Earlier today I got fussed at by someone (not from this site that I know of) for keeping my betta in a 1 gallon critter keeper, for having a plastic plant, and for having gravel in the keeper.
They said a bare bottom, and either silk or java moss is a must, no options.

This got me rather mad, they jumped on me in a way that seemed really rude, I think there are nicer ways of telling people how to properly care for a betta. 

I don't like looking at bare bottom aquariums, its a pet-peeve of mine. I like nicely decorated aquariums.

But, it did make me wonder, how many people use sand, gravel, or marbles? I've always used gravel, with all my fish experience. I'm am interested in sand, but I see it as a hassle, but for my sweet little Cici, its worth it.

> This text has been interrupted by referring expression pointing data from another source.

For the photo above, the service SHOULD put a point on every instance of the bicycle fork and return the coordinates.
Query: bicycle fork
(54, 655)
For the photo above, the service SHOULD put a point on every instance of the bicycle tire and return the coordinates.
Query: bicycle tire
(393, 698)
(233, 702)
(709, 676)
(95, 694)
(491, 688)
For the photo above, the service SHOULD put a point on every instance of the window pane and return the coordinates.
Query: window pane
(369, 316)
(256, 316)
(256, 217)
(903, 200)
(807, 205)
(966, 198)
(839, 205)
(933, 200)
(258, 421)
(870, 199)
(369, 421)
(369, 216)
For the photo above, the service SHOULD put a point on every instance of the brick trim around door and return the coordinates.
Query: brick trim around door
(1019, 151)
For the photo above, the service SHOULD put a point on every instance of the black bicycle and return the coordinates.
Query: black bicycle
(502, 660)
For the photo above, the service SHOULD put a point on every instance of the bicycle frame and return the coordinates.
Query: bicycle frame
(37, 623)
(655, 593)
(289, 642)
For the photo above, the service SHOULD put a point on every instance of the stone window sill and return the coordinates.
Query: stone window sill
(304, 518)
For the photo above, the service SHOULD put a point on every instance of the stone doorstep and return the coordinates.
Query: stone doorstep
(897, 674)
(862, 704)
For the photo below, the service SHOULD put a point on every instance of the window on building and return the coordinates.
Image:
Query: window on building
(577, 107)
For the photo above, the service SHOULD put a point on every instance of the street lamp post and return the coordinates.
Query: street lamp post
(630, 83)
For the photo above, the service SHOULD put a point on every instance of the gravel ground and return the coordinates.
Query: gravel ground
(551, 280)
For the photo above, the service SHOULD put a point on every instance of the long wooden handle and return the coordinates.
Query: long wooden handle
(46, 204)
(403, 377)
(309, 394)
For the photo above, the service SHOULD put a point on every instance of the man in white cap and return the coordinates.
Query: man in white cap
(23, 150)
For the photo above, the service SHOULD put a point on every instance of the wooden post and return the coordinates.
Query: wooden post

And just for the record, Cici is quite happy in her 1 gallon critter keeper, the plastic plant hasn't harmed her at all, she enjoys swimming around, and is always eager for food, and I keep her water clean. Her color has also improved since I brought her home, I had no idea just how orange and red she was! (she was peach and orangey red when I got her, now she's a vivid orange and dark red fins)

Anyway, getting off topic here.

Whats better in all of your opinions? Sand? Gravel? Or other stuff?
I plan and hope to make a 10 gal for Cici, and start a sorority with it (if I do this, I won't put her in it until I get other females.)

Note: And about the plastic plant bit, I'm getting silk plants the next time I go out.


----------



## SmokeNLark

Don't listen to that person. Most of that was wrong info. Yes, I would prefer to see bettas in 2.5 gallons and up, but even I have a 1.5 and a 2 gallon. One is even happy in his little 1 gallon, he gets stressed in anything bigger. As long as the water is changed often, I see no problem with a 1 gallon. .5's are a no for me it unless it's temporary.

Plastic plants are also fin as long as they're not sharp. Take some pantyhose, run it over the plant, if it snags, it can rip fins. If not, it's fine. I have some plastic plants in a few of my tanks.

I don't see any problem with gravel at all. It's in all my tanks. I know most people on here use it. I personally don't like the look of bare bottom tanks either, but people use them because it makes it much easier to clean. Sand is so pretty, and I'd love to use it, but it seems like it's more trouble than its worth. I also don't really like the look of marbles, but to each his own. 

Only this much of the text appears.